Pick a location in Australia and examine the time series of January rainfall at that location using `AustraliaRainfall.nc`. 

In a new figure with two subplots, first plot the rainfall field in January of 2006 across space in one subplot. On top of this image, mark the location that you will examine with a white circle. 

In the second subplot, plot January rainfall in each year as a time series (so "years" is on the x-axis) at the specified location.

In [None]:
# code here

# import libraries

# load the data

# set the environment for multiple subplots
fig, (ax0, ax1) = plt.subplots( ... )

# Plot the data
# You might want to set ax argument within the plot method, e.g. data.plot(ax = ax0)

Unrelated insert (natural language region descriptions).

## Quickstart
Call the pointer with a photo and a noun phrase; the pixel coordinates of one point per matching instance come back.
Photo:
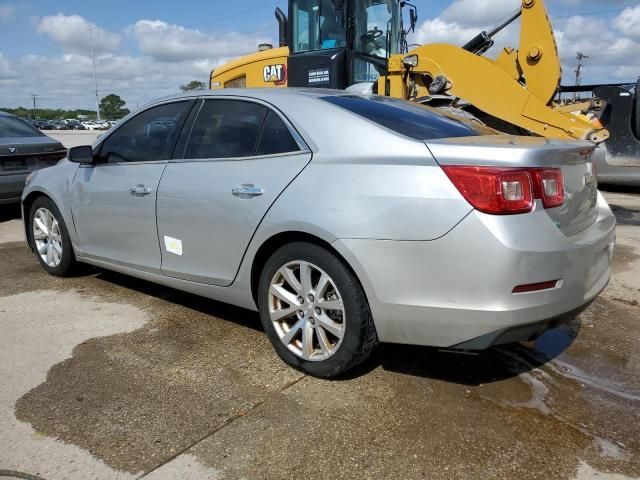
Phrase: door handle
(139, 190)
(247, 190)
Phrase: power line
(554, 17)
(35, 110)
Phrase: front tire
(314, 311)
(50, 238)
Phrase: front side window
(149, 136)
(317, 25)
(225, 129)
(16, 127)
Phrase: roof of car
(258, 93)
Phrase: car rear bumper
(456, 291)
(11, 187)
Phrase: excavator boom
(514, 92)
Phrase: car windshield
(408, 118)
(15, 127)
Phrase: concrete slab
(181, 387)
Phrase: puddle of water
(611, 450)
(40, 329)
(586, 472)
(556, 340)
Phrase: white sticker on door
(173, 245)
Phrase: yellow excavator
(361, 45)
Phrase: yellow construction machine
(362, 45)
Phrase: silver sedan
(345, 220)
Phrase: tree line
(111, 107)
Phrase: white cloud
(6, 71)
(628, 22)
(71, 33)
(6, 12)
(479, 12)
(167, 42)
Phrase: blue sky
(148, 48)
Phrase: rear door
(114, 201)
(239, 157)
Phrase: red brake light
(549, 186)
(498, 191)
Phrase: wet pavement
(105, 376)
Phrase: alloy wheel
(47, 237)
(307, 310)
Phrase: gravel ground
(105, 376)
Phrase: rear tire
(50, 238)
(323, 325)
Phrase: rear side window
(15, 127)
(226, 128)
(407, 118)
(275, 137)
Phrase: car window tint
(275, 137)
(15, 127)
(408, 118)
(226, 128)
(146, 137)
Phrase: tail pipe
(282, 27)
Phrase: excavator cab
(338, 43)
(361, 44)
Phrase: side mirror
(82, 154)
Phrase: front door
(114, 200)
(239, 158)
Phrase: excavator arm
(517, 87)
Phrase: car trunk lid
(579, 209)
(25, 154)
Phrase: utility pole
(35, 111)
(93, 61)
(579, 56)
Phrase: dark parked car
(43, 124)
(59, 125)
(23, 149)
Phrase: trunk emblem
(588, 177)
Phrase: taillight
(549, 186)
(507, 191)
(498, 191)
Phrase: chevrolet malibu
(345, 220)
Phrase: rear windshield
(14, 127)
(408, 118)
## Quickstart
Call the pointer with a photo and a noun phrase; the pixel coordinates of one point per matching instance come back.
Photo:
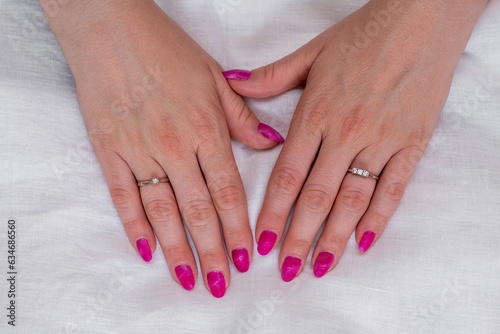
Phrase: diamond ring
(153, 181)
(362, 172)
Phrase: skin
(374, 108)
(155, 104)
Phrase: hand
(155, 105)
(376, 83)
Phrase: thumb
(275, 78)
(243, 125)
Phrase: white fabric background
(436, 269)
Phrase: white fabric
(436, 268)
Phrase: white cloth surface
(435, 269)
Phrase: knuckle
(300, 245)
(379, 218)
(317, 200)
(160, 210)
(174, 251)
(227, 197)
(333, 241)
(121, 196)
(287, 179)
(354, 200)
(199, 213)
(394, 191)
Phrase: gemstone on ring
(362, 172)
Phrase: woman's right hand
(155, 105)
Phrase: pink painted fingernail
(185, 276)
(144, 249)
(366, 241)
(237, 74)
(290, 268)
(216, 283)
(270, 133)
(266, 242)
(240, 259)
(323, 263)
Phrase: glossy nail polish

## Challenge 6: Map algebra

Use the same Australia rainfall data.

1. Calculate the historical mean rainfall for January, April and August. Plot on the same figure and use the same colorbar.

In [None]:
# Set an environment for a plot with three subplots
fig, (ax1, ax4, ax8) = plt.subplots(...)

# plot the 3 plots using .sel().mean().plot(ax=ax#)
# specify a common vmin and vmax to ensure the same colorbar
# choose any colormap you like.

plt.tight_layout()
plt.show()

2. Now use map algebra to plot the deviation of total 2006 rainfall from historical average annual rainfall, as a percentage of historical averages. Map that.

In [None]:
# You need two bands to calculate the deviation 
# 1. The 2006 total rainfall data: A
rain_2006 = 
# 2. The average annual rainfall data: B
rain_mean = 
# Numerator: their difference, Denominator: the average
deviation = ((rain_2006 - rain_mean) / rain_mean)

# Plot it